Search code examples
csventhoughtcanopy

CSV reader issue in Enthought Canopy


I'm trying to read a csv file. The issue is that it is too large and I have had to use an error handler. Within the error handler, I have to call csv.field_size_limit(). Which does not work even by itself as I keep receiving a 'limit must be an integer' error. From further research, I have found that this is probably an install error. I've installed all third party tools using the Package Manager so I am not sure what could be going wrong. Any ideas about how to correct this issue?

import sys
import csv
maxInt = sys.maxsize
decrement = True
while decrement:
    decrement = False
    try:
        csv.field_size_limit(maxInt)
    except OverflowError:
        maxInt = int(maxInt/10)
        decrement = True
with open("Data.csv", 'rb') as textfile:
    text = csv.reader(textfile, delimiter=" ", quotechar='|')
    for line in text:
        print ' '.join(line)

Solution

  • Short answer: I am guessing that you are on 64-bit Windows. If so, then try using sys.maxint instead of sys.maxsize. Actually, you will probably still run into problems because I think that csv.field_size_limit() is going to try to preallocate memory of that size. You really want to estimate the actual field size that you need and maybe double it. Both sys.maxint and sys.maxsize are much too big for this.

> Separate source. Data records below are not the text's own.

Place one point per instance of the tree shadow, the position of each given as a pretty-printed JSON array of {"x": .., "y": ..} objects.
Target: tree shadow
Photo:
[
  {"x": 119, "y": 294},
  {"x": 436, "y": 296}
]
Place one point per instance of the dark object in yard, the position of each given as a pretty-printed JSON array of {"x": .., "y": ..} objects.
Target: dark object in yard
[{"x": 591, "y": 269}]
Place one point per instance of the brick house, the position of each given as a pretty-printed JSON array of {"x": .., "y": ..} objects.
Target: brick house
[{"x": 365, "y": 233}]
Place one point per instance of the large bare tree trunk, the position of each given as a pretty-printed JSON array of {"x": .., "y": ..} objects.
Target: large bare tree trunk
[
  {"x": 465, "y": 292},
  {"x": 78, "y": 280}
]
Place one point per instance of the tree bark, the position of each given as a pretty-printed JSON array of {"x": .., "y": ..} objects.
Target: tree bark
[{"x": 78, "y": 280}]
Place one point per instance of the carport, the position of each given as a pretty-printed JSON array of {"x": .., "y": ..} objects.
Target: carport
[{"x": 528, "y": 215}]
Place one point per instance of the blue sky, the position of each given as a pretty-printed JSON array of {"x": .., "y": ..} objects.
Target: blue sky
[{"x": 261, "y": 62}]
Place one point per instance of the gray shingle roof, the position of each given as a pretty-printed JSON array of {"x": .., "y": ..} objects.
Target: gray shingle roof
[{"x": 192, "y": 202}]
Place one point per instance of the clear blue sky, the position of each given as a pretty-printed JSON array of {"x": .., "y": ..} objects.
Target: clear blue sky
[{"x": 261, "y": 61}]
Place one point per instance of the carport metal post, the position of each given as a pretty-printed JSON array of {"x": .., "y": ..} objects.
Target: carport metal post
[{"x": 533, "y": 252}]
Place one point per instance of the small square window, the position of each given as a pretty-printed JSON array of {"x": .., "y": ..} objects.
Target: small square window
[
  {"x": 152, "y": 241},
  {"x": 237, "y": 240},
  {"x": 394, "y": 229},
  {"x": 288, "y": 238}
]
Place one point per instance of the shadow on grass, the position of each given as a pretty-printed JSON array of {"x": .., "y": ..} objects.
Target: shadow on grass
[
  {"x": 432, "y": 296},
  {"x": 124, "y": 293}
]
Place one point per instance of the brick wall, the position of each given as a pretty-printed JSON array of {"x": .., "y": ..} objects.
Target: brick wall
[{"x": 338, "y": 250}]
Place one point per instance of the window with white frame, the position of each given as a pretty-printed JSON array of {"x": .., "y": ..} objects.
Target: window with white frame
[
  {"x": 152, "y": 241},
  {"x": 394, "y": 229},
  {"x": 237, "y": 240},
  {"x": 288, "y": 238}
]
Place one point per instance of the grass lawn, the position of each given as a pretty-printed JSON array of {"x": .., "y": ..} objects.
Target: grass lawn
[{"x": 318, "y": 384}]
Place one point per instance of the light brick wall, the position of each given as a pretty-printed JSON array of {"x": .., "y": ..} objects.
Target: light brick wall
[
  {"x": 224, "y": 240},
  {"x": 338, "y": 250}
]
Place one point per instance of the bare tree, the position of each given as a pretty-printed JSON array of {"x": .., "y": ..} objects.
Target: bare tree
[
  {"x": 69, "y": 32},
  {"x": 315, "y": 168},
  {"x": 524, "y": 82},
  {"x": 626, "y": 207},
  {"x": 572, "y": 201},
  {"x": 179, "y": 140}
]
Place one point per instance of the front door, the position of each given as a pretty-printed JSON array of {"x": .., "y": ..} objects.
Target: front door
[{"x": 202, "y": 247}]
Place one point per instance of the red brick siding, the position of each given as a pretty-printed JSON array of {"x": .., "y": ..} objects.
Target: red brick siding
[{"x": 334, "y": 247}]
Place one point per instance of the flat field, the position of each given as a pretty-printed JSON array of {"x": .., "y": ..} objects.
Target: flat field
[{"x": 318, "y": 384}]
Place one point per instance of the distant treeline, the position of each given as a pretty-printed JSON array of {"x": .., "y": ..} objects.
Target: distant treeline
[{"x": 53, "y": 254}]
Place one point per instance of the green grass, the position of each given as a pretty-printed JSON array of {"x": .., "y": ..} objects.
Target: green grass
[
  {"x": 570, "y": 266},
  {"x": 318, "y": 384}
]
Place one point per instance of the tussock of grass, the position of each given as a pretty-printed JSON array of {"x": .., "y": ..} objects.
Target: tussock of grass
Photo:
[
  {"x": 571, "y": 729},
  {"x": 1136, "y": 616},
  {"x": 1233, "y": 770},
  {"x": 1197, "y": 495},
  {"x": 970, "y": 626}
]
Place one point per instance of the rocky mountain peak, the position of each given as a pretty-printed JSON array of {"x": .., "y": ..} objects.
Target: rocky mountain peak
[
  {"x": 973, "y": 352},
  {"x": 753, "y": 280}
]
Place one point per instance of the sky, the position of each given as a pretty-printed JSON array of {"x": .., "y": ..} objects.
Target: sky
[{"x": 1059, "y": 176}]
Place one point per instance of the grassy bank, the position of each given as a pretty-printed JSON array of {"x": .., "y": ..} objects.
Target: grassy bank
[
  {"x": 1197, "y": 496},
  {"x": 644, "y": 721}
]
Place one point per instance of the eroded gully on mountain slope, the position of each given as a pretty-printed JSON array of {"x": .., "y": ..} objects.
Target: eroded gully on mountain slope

    Long explanation: Python int objects store C long integers. On all relevant 32-bit platforms, both the size of a pointer or memory offset and C long integers are 32-bits. On most UNIXy 64-bit platforms, both the size of a pointer or memory offset and C long integers are 64-bits. However, 64-bits Windows decided to keep C long integers 32-bits while bumping up the pointer size to 64-bits. sys.maxint represents the biggest Python int (and thus C long) while sys.maxsize is the biggest memory offset. Consequently, on 64-bit Windows, sys.maxsize is a Python long integer because the Python int type cannot hold a number of that size. I suspect that csv.field_size_limit() actually requires a number that fits into a bona fide Python int object. That's why you get the OverflowError and the limit must be an integer errors.